The midrange game is something he’s picked up from his brother, 6-3 senior wing Patrick Gilhool, who leads E-town in scoring and contributed 12 points in the win against York Suburban.

“My brother’s really good at the mid-range so that’s something I try to get from his game,” the younger Gilhool said. “We’ve been playing ball in the backyard forever. It’s great playing against him. It’s always competitive. He’s a lot stronger than me so playing against him I have to make sure I’m physical. Sometimes I come away with the win though. I have the height advantage.”

That wasn’t always the case. Matt and Patrick’s dad stands at 6-4; their mom measures in at 6-0. Matt was around his mom’s height in eighth grade, until quarantine.

“I was always under the height grid,” Gilhool said. “I was tall in eighth grade, probably like 6-0, maybe 6-1, then during quarantine I grew seven inches and that helped me.”

That sudden growth spurt changed Matt’s basketball outlook from being a guard to a versatile big with high-major potential.

“When I was younger I was working a lot on guard skills,” Gilhool said. “Everyone wants to be a guard. Today, everyone is trying to be a big guard. So I’ve always been working on my handle and my jumpshot.”

The next step is continuing to develop strength throughout the rest of his sophomore season and into a key AAU summer with Philly Pride; Gilhool is ready to do that once the warmer weather rolls in and specifically mentioned wanting to improve defensively in making shots more difficult for opponents during the grassroots season.

Gilhool and his family took a tour at Penn State in October, visited La Salle and Rutgers over the summer, and attended a game at Temple. He’s still waiting on his first official offer, though it’s clearly only a matter of time.

Eckert said the University of Virginia was in Daubert Gymnasium to see Gilhool and that he’s also been in contact with William & Mary and Drexel. 

The second-year head coach, who stands 6-5, has enjoyed working with Gilhool, saying he’s seen growth in his maturity when most kids seem to be a year behind development-wise after quarantine. Eckert has also had fun working with him on simple post moves like dropsteps and hook shots, since Gilhool never played in the post before the growth spurt.

The sophomore has had big games this season, most notably a nine-block game in December and scoring 18 of E-town’s 20 first-half points in a January win over then-undefeated Hempfield.

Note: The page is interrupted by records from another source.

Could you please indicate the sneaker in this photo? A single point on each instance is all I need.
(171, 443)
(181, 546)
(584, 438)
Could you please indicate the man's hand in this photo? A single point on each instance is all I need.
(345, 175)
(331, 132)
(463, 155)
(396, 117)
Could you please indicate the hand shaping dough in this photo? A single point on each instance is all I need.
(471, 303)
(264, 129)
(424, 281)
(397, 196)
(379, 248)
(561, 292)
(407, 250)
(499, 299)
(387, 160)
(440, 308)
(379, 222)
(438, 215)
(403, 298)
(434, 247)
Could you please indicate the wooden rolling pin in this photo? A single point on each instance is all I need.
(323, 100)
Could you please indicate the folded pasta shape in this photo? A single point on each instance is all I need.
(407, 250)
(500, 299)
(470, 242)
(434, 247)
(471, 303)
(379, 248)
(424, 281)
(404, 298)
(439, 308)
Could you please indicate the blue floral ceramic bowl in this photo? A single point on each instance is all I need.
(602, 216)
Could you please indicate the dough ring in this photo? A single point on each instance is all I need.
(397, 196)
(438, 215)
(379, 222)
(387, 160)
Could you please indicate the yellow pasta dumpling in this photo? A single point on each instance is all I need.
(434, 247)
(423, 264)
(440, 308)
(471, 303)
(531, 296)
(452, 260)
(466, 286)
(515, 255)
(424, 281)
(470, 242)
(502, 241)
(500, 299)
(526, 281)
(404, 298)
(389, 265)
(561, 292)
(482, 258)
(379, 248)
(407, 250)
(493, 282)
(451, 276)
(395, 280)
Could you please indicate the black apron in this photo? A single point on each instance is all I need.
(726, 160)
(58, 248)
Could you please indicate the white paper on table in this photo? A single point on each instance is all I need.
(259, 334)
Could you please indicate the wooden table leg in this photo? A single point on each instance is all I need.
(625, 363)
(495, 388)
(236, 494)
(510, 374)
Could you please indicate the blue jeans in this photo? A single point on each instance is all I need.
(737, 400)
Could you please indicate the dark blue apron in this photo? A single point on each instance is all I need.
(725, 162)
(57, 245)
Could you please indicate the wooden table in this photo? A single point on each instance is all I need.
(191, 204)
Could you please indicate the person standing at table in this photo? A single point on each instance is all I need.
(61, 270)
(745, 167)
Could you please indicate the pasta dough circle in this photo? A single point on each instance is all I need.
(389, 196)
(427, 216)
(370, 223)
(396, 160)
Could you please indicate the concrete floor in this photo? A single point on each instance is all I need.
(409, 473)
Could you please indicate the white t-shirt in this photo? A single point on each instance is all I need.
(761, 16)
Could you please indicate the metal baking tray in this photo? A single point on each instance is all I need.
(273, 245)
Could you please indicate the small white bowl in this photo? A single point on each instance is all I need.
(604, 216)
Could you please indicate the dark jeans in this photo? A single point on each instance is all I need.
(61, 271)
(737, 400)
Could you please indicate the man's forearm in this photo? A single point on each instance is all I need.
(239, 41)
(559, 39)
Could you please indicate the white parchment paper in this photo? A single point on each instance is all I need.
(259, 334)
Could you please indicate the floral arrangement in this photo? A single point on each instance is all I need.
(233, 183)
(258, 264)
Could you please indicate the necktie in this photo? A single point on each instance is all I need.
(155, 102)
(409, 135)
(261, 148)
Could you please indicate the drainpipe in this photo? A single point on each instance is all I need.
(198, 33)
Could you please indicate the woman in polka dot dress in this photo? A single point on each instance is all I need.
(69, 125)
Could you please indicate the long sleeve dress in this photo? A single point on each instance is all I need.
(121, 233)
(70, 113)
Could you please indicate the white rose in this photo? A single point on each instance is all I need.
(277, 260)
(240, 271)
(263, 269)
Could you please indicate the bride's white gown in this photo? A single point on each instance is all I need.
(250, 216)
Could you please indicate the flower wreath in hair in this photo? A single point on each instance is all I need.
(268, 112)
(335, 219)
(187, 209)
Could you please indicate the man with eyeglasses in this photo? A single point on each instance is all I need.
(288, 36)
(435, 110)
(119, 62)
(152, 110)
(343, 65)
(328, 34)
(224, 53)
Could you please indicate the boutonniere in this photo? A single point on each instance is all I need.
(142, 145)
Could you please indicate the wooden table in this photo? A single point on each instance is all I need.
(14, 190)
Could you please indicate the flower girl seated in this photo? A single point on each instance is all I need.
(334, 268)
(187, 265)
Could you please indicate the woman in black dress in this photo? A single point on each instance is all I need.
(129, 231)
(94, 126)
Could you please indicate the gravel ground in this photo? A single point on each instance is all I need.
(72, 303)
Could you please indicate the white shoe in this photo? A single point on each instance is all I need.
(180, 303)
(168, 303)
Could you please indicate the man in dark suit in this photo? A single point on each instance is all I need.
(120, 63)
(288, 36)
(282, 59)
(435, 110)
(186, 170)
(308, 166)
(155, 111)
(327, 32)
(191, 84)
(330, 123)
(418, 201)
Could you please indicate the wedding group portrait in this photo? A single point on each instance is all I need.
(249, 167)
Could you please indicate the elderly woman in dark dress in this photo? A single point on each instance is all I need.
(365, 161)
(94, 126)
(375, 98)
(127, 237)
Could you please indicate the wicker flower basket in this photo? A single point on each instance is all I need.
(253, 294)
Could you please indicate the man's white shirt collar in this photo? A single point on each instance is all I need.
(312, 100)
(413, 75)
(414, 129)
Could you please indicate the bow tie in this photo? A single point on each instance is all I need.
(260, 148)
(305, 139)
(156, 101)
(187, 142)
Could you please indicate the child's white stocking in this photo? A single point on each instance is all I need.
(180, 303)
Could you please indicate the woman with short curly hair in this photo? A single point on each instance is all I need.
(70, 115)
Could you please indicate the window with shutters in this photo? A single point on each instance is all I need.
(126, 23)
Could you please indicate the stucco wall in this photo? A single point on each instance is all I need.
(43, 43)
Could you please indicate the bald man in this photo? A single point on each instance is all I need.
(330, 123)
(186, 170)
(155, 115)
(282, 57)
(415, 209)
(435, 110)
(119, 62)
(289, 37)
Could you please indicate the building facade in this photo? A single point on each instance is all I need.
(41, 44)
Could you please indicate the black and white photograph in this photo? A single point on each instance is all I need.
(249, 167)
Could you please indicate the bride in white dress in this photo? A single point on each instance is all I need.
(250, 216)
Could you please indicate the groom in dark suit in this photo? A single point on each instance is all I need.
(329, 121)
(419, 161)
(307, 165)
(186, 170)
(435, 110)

“He’s 15 years old so there are times where it’s like, ‘hey man, you can do that all the time, not just in these spurts, but it’s been fun to work with him,’” Eckert said. “Obviously for him it’s awesome, but for me as a younger coach, I may never have a guy like this again in my career coaching. It’s fun to be getting the calls [from college coaches] and being like ‘what’s this area code?’”

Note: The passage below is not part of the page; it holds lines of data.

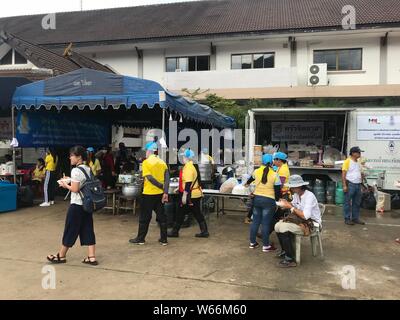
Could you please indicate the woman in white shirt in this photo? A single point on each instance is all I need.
(78, 222)
(305, 206)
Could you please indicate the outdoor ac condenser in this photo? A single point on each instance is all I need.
(318, 74)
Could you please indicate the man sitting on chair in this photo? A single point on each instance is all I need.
(304, 208)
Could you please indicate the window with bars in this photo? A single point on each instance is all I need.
(340, 59)
(253, 61)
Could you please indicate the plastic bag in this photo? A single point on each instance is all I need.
(368, 200)
(396, 201)
(241, 190)
(228, 185)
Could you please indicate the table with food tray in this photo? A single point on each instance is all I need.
(221, 197)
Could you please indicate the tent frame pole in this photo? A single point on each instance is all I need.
(13, 134)
(163, 153)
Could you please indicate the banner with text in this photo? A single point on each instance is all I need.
(297, 131)
(378, 127)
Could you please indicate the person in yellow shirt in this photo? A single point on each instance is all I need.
(155, 193)
(267, 191)
(38, 175)
(190, 196)
(93, 162)
(50, 178)
(39, 172)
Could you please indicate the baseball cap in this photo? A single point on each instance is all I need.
(355, 150)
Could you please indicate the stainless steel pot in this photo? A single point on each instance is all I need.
(131, 190)
(206, 171)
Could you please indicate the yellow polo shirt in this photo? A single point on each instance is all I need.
(155, 167)
(189, 174)
(51, 163)
(265, 190)
(95, 167)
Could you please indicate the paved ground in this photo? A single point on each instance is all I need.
(221, 267)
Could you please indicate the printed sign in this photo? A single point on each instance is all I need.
(297, 131)
(378, 128)
(53, 129)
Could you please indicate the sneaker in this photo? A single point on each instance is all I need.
(253, 245)
(281, 254)
(137, 241)
(287, 264)
(268, 248)
(44, 204)
(247, 220)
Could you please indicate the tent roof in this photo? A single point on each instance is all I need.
(91, 89)
(7, 88)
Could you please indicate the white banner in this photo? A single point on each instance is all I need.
(379, 128)
(297, 131)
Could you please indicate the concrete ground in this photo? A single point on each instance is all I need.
(221, 267)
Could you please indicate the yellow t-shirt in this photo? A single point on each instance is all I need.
(38, 175)
(189, 174)
(266, 190)
(95, 167)
(155, 167)
(51, 163)
(284, 172)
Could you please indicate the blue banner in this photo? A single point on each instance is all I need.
(45, 129)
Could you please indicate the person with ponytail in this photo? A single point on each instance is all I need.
(267, 191)
(78, 221)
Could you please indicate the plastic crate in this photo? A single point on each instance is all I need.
(8, 196)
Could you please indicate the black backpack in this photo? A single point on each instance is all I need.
(92, 193)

Gilhool is still in the early process of weighing his options, with no specific favorite in mind, but plans to major in business.

For now, he remains focused on helping E-town make a run in the District 3 Class 5A playoffs before turning his attention to the AAU circuit and June 15, when college coaches can officially engage with him in more serious talks on his recruitment status.

E-town missed out on winning its first league title after finishing third in its section in the Lancaster-Lebanon League this season, but the Bears will get to host at least one game in the district playoffs at Daubert Gymnasium.  E-town’s district run begins Monday as the sixth-seeded Bears host No. 11 seed Lower Dauphin in the first round; one win is enough to guarantee a trip to states.

“The improvement is the connection of the guys we have,” Gilhool said on the team’s uptick from last season. “We’ve been working a lot in the offseason and have a lot of new players from last year stepping up. This [high school] season is building up my confidence a lot. 

“Last year my confidence wasn’t the best. It’s getting there.”

A scary statement for the rest of Lancaster County, and beyond.